Tutorial #3: String operations

  • pandas-cookbook: String operations (Chapter 6)
    • This tutorial is about extracting information from text in pandas.
    • Hint: Some of the most interesting information in tomorrow’s dataset might be in string variables.
  • Core concepts:
    • Detecting keywords in strings:

      weather_description.str.contains('Snow')

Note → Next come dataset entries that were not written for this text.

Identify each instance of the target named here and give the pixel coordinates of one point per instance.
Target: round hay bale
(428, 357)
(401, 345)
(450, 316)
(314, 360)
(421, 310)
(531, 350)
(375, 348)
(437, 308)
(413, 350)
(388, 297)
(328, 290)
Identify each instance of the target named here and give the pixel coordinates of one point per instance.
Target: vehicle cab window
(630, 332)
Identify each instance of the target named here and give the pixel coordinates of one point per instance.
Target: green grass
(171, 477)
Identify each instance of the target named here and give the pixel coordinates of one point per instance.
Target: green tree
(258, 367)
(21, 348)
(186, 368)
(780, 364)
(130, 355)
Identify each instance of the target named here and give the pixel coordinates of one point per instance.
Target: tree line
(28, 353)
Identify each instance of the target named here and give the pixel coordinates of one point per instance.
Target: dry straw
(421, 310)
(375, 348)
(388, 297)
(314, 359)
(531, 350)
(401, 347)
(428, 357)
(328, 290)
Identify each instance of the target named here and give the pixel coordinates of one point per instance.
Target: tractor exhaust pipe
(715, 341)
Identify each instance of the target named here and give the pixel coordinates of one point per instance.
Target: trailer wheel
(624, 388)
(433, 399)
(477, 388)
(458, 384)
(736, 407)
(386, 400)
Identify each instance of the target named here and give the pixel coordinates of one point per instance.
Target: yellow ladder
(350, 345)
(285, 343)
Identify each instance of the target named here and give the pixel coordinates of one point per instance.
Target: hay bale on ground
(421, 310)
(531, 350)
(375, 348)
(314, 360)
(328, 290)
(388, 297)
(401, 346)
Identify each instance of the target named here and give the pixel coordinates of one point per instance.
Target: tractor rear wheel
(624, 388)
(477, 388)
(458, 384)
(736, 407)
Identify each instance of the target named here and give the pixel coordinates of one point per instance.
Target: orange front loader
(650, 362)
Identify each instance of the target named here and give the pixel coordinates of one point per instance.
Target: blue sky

Tutorial #4: Data cleaning

  • pandas-cookbook: Data cleaning (Chapter 7)
  • Core concepts:
    • Detecting nan values stored as strings:

      na_values = ['NO CLUE', 'N/A', '0']
      requests = pd.read_csv(..., na_values=na_values, ...)
    • Altering DataFrame values in-place:

      zero_zips = requests['Incident Zip'] == '00000'
      requests.loc[zero_zips, 'Incident Zip'] = np.nan

Tutorial #5: sklearn - Linear Regression

  • sklearn - Linear Regression Example
  • Core concepts:
    • Fitting a model to data

      regr.fit(diabetes_X_train, diabetes_y_train)
    • Making predictions with a model

      regr.predict(diabetes_X_test)
    • Model evaluation

      mean_squared_error(diabetes_y_test, diabetes_y_pred)

Challenge scaffold

Extra

  • Start working with the dataset we will use tomorrow.
  • Work on a few of the items in the challenge:
    • What variables are in the dataset?
    • What are the data types of the variables?
    • Is there any missing data?